7/10
"A combo of deft direction, thesping and writing!"
15 October 2017
Warning: Spoilers
A Robert Velaise Production for Romulus Films. Not copyrighted in the U.S.A., but a Continental Distributing release. New York opening at the Coronet: 2 April 1963. U.K. release by British Lion: 21 April 1963. Australian release through British Empire Films: 3 October 1963. Sydney opening at the Lyceum. 8,503 feet. 94 minutes. Cut to 91 minutes in the U.S.A. (Available on an excellent ITV DVD).

SYNOPSIS: To the upper-crust customers of his Bond Street dress salon, Monsieur Jules is suave, elegant and impeccable.

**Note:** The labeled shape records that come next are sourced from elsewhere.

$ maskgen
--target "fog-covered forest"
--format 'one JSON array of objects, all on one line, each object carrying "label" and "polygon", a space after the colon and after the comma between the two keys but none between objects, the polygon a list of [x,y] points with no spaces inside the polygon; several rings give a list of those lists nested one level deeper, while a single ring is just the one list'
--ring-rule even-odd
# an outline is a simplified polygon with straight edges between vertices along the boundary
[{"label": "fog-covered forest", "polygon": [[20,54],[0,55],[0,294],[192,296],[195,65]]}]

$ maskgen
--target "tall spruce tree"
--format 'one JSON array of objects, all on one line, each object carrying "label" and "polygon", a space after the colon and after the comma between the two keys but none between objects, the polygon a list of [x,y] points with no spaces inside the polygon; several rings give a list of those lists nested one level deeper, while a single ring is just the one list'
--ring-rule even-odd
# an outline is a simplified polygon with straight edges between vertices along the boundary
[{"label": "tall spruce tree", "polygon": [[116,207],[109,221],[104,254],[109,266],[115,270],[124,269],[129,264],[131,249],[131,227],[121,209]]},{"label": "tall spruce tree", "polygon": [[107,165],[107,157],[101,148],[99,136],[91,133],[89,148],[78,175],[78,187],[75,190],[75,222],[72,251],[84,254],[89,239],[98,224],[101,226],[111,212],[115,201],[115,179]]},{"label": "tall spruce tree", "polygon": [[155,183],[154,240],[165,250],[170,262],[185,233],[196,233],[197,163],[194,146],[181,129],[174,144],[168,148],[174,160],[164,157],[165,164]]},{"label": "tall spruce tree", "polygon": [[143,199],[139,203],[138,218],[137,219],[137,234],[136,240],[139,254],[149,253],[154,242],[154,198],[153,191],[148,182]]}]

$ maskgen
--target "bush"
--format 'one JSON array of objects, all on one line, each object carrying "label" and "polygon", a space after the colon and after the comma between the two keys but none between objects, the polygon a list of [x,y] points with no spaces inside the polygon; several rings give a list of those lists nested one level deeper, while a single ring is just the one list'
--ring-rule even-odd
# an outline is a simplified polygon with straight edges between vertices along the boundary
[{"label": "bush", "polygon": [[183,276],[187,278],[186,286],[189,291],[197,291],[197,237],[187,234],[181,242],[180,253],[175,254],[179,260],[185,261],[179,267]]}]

But behind the plush front and the French accent, he is Pearly Gates, the Cockney kingpin of London's most efficient gang of thieves.

NOTES: Number 16 at British ticket-windows for 1963.

COMMENT: An extremely funny film, for which Penelope Houston (tough editor of Sight & Sound) has, oddly enough, little but praise — praise with which I am only three-quarters in accord. She commends Cliff Owen for his "agile timing". Personally, I found Owen's timing way off, and I was constantly aware that this very funny script would have been even funnier if the direction were more slick.

It is typical of Owen's incompetence that he has allowed Richard Bennett to negate so much of the material with his pedestrian score, and even Miss Houston has to admit "the director doesn't make much of the (Battersea Funfair) setting."

Fortunately, not even Owen's bumbling can overshadow the adroitness of his cast: The stars are in top form, and I was still laughing over John Le Mesurier's impersonation of a good humor man an hour after I'd left the theater. (Incidentally, his name is pronounced "Le" as in French, "Mess-a-ra" to rhyme with "ma" or "car").

OTHER VIEWS: A slightweight cops and robbers idea has been pepped up into a briskly amusing farce thanks to a combo of deft direction, thesping and writing. — "Rich" in Variety.

The latest lark for jolly good felons is "The Wrong Arm of the Law". . . And who should be leading the culprits in this assault on the risibilities, but Peter Sellers, who has a record as long as your arm. Mr. Sellers, you may remember, started his career in comical crime under the able instruction of Alec Guiness in "The Ladykillers". . . The snafu that occurs when the criminals and the cops combine their brains and their pretensions to technical know- how makes a wildly comic climax for this film. — Bosley Crowther in The N.Y. Times.